What to study from Eisenbud's Commutative Algebra to prepare for Hartshorne's Algebraic Geometry? I surveyed commutative algebra texts and found Eisenbud's "Commutative Algebra: With a View Toward Algebraic Geometry" to be the most accessible for me. The book outlines a first course in commutative algebra in the introduction. The course uses most of the material in chapters 1 to 14. Is this course sufficient to prepare my self for Hartshorne's Algebraic Geometry? Or do I need to study more chapters?
You can find the book's table of contents here.
Also, the first chapter in the book "Roots of Commutative Algebra" is a survey of a wide range of topics. Can I safely skip most of it as indicated by the chapter's intro?
Thank you
 A: I think it would be worth reading over the first few sections of Chapter 2, on localization, carefully and doing some of the more interesting exercises. Little identifications of compound localizations are going to start to pile up. Other than that, I think a lot of the difficulty in the first chapter arises from little tricks with polynomials, which is sort of orthogonal to knowing a lot of heavy theorems.
It's hard to avoid black boxing a few things -- Hartshorne uses Kähler differentials, depth, projective dimension, etc, and IIRC those aren't in Eisenbud's "first course". I don't think one can wait that long to start learning algebraic geometry.

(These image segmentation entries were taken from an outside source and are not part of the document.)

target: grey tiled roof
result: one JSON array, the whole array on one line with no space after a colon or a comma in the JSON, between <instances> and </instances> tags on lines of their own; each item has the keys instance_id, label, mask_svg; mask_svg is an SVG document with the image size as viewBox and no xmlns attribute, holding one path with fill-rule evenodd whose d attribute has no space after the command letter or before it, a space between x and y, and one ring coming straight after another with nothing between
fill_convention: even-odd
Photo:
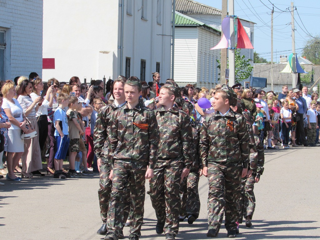
<instances>
[{"instance_id":1,"label":"grey tiled roof","mask_svg":"<svg viewBox=\"0 0 320 240\"><path fill-rule=\"evenodd\" d=\"M176 11L186 15L222 13L220 9L192 0L176 0Z\"/></svg>"}]
</instances>

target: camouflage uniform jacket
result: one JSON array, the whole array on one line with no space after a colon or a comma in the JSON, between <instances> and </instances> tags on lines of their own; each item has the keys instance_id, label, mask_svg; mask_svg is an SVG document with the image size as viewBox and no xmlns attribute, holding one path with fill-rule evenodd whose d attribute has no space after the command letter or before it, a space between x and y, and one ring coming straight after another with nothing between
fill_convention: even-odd
<instances>
[{"instance_id":1,"label":"camouflage uniform jacket","mask_svg":"<svg viewBox=\"0 0 320 240\"><path fill-rule=\"evenodd\" d=\"M158 158L183 156L184 167L189 168L194 148L190 118L175 105L168 111L161 106L157 110L156 116L160 136Z\"/></svg>"},{"instance_id":2,"label":"camouflage uniform jacket","mask_svg":"<svg viewBox=\"0 0 320 240\"><path fill-rule=\"evenodd\" d=\"M93 130L93 149L97 158L108 157L109 152L108 129L112 113L119 108L114 103L103 107L99 111Z\"/></svg>"},{"instance_id":3,"label":"camouflage uniform jacket","mask_svg":"<svg viewBox=\"0 0 320 240\"><path fill-rule=\"evenodd\" d=\"M249 133L242 115L231 109L224 116L219 111L209 114L204 122L200 137L203 166L207 167L210 162L248 167Z\"/></svg>"},{"instance_id":4,"label":"camouflage uniform jacket","mask_svg":"<svg viewBox=\"0 0 320 240\"><path fill-rule=\"evenodd\" d=\"M140 102L133 109L126 103L113 112L110 121L108 133L110 152L113 155L109 154L108 158L111 164L115 159L128 160L148 165L153 169L159 144L158 124L153 111Z\"/></svg>"},{"instance_id":5,"label":"camouflage uniform jacket","mask_svg":"<svg viewBox=\"0 0 320 240\"><path fill-rule=\"evenodd\" d=\"M252 129L252 124L253 120L252 117L248 112L242 112L242 115L245 118L246 124L248 131L249 131L249 148L250 149L250 164L249 169L252 170L255 173L257 171L257 164L258 161L258 152L256 146L256 141L254 139L253 130Z\"/></svg>"},{"instance_id":6,"label":"camouflage uniform jacket","mask_svg":"<svg viewBox=\"0 0 320 240\"><path fill-rule=\"evenodd\" d=\"M200 140L201 126L197 122L192 121L191 123L193 135L194 146L192 148L194 149L195 157L194 160L190 168L190 171L197 172L199 169L202 168L202 164L200 162L200 158L199 157L199 141Z\"/></svg>"}]
</instances>

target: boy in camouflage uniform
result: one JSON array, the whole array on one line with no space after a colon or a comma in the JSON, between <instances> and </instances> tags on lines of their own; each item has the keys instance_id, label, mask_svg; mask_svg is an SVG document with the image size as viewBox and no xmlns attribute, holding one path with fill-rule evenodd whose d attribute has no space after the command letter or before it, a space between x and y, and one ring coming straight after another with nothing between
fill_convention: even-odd
<instances>
[{"instance_id":1,"label":"boy in camouflage uniform","mask_svg":"<svg viewBox=\"0 0 320 240\"><path fill-rule=\"evenodd\" d=\"M185 101L182 110L187 114L192 112L193 105ZM191 119L190 119L191 120ZM188 223L192 224L199 217L200 212L200 199L198 191L199 178L202 175L202 164L199 162L199 142L200 138L200 125L197 122L190 122L192 128L193 140L194 157L190 167L190 172L183 179L180 186L181 210L180 221L188 219ZM193 154L192 156L194 156Z\"/></svg>"},{"instance_id":2,"label":"boy in camouflage uniform","mask_svg":"<svg viewBox=\"0 0 320 240\"><path fill-rule=\"evenodd\" d=\"M228 236L235 237L241 178L248 172L249 135L244 117L230 108L236 104L233 91L224 85L214 98L215 112L206 117L200 144L203 174L209 184L207 236L218 236L225 211Z\"/></svg>"},{"instance_id":3,"label":"boy in camouflage uniform","mask_svg":"<svg viewBox=\"0 0 320 240\"><path fill-rule=\"evenodd\" d=\"M179 92L169 84L160 90L161 106L156 112L160 141L148 192L157 220L156 232L161 234L164 231L167 240L174 239L179 230L180 183L189 174L192 157L190 118L174 103Z\"/></svg>"},{"instance_id":4,"label":"boy in camouflage uniform","mask_svg":"<svg viewBox=\"0 0 320 240\"><path fill-rule=\"evenodd\" d=\"M125 81L125 78L121 76L119 76L115 81L112 87L114 101L112 104L103 107L99 111L93 132L94 149L98 159L98 166L100 172L100 188L98 190L98 196L100 214L103 222L97 233L101 235L105 235L107 233L107 216L112 185L112 181L109 177L111 168L108 160L109 153L108 140L109 121L113 112L125 103L124 90ZM127 188L127 189L129 190ZM124 199L125 221L128 218L130 209L130 192L127 190L127 192L129 195L128 197ZM123 238L122 231L122 230L120 231L120 238Z\"/></svg>"},{"instance_id":5,"label":"boy in camouflage uniform","mask_svg":"<svg viewBox=\"0 0 320 240\"><path fill-rule=\"evenodd\" d=\"M231 106L231 108L234 111L242 114L244 117L249 131L250 163L247 176L241 179L241 194L239 200L239 217L238 221L238 224L242 223L244 217L246 219L246 226L249 227L252 225L251 220L255 206L253 184L256 181L257 181L257 182L259 181L260 176L263 172L264 150L263 145L260 139L253 132L252 127L253 121L251 115L245 109L244 103L238 100L236 106ZM256 129L256 131L257 131ZM236 231L238 233L238 228Z\"/></svg>"},{"instance_id":6,"label":"boy in camouflage uniform","mask_svg":"<svg viewBox=\"0 0 320 240\"><path fill-rule=\"evenodd\" d=\"M112 166L112 187L105 239L109 240L118 240L124 224L123 198L128 182L132 211L129 239L139 239L144 213L145 179L154 176L159 143L154 113L139 101L141 94L140 80L130 77L124 88L127 102L113 112L108 133L112 154L108 157Z\"/></svg>"}]
</instances>

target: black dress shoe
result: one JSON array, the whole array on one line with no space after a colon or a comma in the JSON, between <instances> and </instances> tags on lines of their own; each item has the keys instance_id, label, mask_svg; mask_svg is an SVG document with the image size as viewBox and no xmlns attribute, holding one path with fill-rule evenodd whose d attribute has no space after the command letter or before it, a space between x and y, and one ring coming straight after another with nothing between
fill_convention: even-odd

A: "Is this course sufficient to prepare myself for Hartshorne's Algebraic Geometry? Or do I need to study more chapters?"
You need to to study fewer chapters, the exact number being (to first order approximation) zero.   
What I mean is that Hartshorne uses a very restricted number of results in commutative algebra:
Hilbert's Nullstellensatz, Krull's principal ideal theorem, characterization of factorial rings  by principality of height one primes, finiteness of integral closure and a few other theorems.
These results are very important and very hard in the sense that no student having just learned  the relevant definitions could find the proof himself.
However you can then  take these grandiose theorems on faith, as black boxes, or check their proofs (maybe later, at your leisure) in Eisenbud or other books on commutative algebra, like Zariski-Samuel or Matsumura.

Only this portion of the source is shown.